There’s another, even more important difference. If we time the execution of both versions of our program, we’ll see this:
| $ time java -jar ./target/scala-2.11/hello_jvm-assembly.jar |
| hello, world! |
| |
| real 0m0.350s |
| user 0m0.368s |
| sys 0m0.038s |
| |
| $ time ./target/scala-2.11/hello_out |
| hello, world! |
| |
| real 0m0.024s |
| user 0m0.021s |
| sys 0m0.003s |
This is already an exciting result! Scala Native runs our Hello, World program in about 20 milliseconds, while our JVM program takes almost twenty times longer—close to half of a second—to print a string out to the console. Here we’re seeing the impact of the JVM. A Java Virtual Machine is itself a large, complex program that takes time to set up and shut down, and we have to go through that process every time our tiny Scala program runs. In contrast, our native binary is a file containing machine code. Our OS can just load it into memory, point the CPU at the main method, and let it run.

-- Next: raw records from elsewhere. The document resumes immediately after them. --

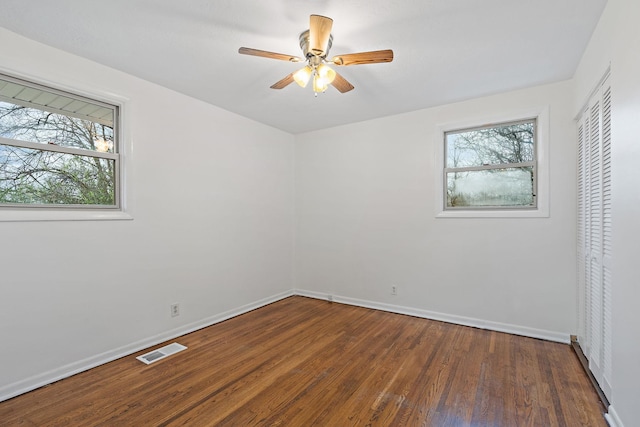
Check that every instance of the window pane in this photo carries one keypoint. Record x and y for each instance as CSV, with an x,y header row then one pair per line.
x,y
30,176
34,125
491,187
509,143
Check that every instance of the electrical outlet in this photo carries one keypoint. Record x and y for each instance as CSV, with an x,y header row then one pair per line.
x,y
175,310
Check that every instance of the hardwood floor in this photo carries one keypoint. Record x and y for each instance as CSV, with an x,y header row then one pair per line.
x,y
305,362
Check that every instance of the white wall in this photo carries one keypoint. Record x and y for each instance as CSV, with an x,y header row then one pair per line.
x,y
615,43
365,209
212,230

Before we go any further, though, it’s worth taking a step back and asking, When does performance matter?
For a command-line tool that a developer runs a few times an hour, a difference in startup time is a nice quality-of-life improvement. But when you’re dealing with big data, high-throughput networking, or heavy-duty I/O, efficiency is critical; improving performance or reducing resource usage can save serious amounts of money and make it possible to tackle new, harder problem domains. That level of performance isn’t always necessary; there are plenty of problems that are easily solved by higher-level programming languages. But throughout this book, we’re going to keep our focus on areas where this kind of performance can make a difference. As a result, we’re going to rapidly move from Hello, World to seriously big data.
Let’s dive in by exploring the foundations of systems programming, starting with input and output.